He ain't got game: Tanner's disastrous date night



Ah, Tanner. He's always been a bit… enthusiastic. He approaches life with the gusto of a golden retriever chasing a tennis ball, which is usually endearing, sometimes chaotic, and occasionally, as we recently learned, toe-curlingly awkward.

The source of Tanner's recent burst of sunshine? Love! Yes, our Tanner has found himself entangled in the delightful web of romance with a charming individual. Naturally, the next step in any blossoming relationship is meeting the friends. And what better way to break the ice than a game night?

Now, Tanner, armed with his arsenal of (questionable) jokes and the unwavering belief in his own charisma, entered this game night like a gladiator entering the arena. He was ready to conquer, to charm, to leave these new acquaintances utterly captivated by his wit and sparkling personality. What actually transpired, however, was less Roman triumph and more comedic train wreck.

The evening began innocently enough. There were introductions, polite small talk, and the opening of a particularly suspicious-looking dip that someone had brought. As the first game, a round of charades, began, Tanner saw his opportunity. This was his stage, his spotlight, his chance to shine brighter than a disco ball in a supernova.

His first charade? A cat. Simple enough, right? Not for Tanner. Instead of, you know, mimicking a cat, he decided to impersonate his aunt's cat, who, according to Tanner, is “a grumpy old thing with the personality of a wet dishcloth." He proceeded to hobble around the living room, scowling, hissing and making vague gestures that could have also been interpreted as someone having a severe allergic reaction. The team guessed "rabid badger" first.

Undeterred, Tanner pressed on. During a particularly intense round of Pictionary, where everyone was struggling to decipher a drawing that vaguely resembled either a stapler or a giraffe giving birth, Tanner, in an attempt to lighten the mood, decided to unleash his comedic genius.

"Looks like abstract art to me!" he boomed, slapping his knee with the force of a small earthquake. "I bet a toddler could do better. Actually, that's not saying much, they mostly just eat crayons."

The silence that followed was thicker than the aforementioned questionable dip. You could practically hear the crickets chirping in the background. 

Tanner was on a roll. He was convinced he was killing it! He was the life of the party! He was... completely misreading the room.

As the night progressed, the games shifted to Cards Against Humanity, a game designed to be offensive, but even then, Tanner managed to take it to a whole new level of cringe. He saw it as an opportunity to showcase his… unique sense of humor.

When a card prompt asked to fill in the blank with "What's my secret power?" Tanner's response? "Accidentally insulting people I've just met." He stared proudly at his contribution, clearly expecting roaring laughter. Instead, he was met with a collection of awkward coughs and averted gazes.

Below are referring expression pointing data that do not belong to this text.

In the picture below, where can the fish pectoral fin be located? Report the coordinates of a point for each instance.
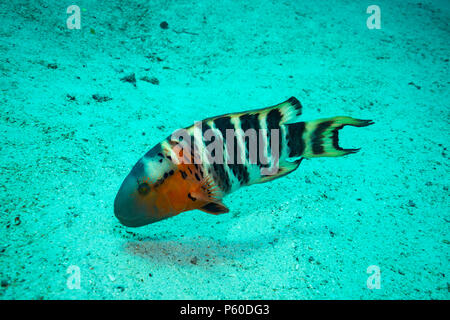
(214, 208)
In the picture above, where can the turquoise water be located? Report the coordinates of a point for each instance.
(71, 130)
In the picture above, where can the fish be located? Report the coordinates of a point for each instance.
(197, 166)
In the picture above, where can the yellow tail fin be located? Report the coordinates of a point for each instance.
(321, 136)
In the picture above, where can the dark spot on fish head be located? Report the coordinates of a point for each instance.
(143, 188)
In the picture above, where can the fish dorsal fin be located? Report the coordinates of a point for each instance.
(290, 109)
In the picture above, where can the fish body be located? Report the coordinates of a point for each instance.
(196, 167)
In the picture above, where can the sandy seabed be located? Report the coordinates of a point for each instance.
(71, 130)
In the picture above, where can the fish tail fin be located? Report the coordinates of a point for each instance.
(320, 138)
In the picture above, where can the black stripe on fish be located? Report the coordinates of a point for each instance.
(250, 121)
(233, 149)
(191, 197)
(295, 139)
(335, 138)
(316, 137)
(273, 120)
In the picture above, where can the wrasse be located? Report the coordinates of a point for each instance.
(201, 164)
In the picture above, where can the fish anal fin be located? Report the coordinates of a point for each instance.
(215, 208)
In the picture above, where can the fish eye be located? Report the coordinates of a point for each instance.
(143, 188)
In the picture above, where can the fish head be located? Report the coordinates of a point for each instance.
(142, 198)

One poor soul found herself the unintended target of Tanner's comedic "brilliance." After she mentioned she was working on a series of portraits, Tanner, in what he clearly believed was a witty observation, chimed in with, "Portraits, huh? Hope you're good at Photoshop! Everyone needs a little help these days, right?"

Bless her heart, she managed a polite smile that didn't quite reach her eyes. Someone quickly changed the subject to the weather, which, let's be honest, was a far more engaging topic than Tanner's stand-up routine at this point.

By the end of the night, the atmosphere had become so tense that a dropped pin could have triggered a nuclear war. Every time Tanner opened his mouth, a collective cringe rippled through the group. 

As the guests began to depart, murmuring polite thank yous and making vague promises to "do this again sometime," Tanner, oblivious to the disaster he had wrought, beamed with pride.

"Great party, right?" he asked. "I think they really liked me. They were laughing at all my jokes!"

The response: "They were… definitely reacting, Tanner."

Tanner, while a well-meaning individual, might need to reassess his comedic timing. Maybe stick to office memos for a while, buddy. And perhaps, for the sake of future social gatherings, a crash course in "Reading the Room 101" is in order!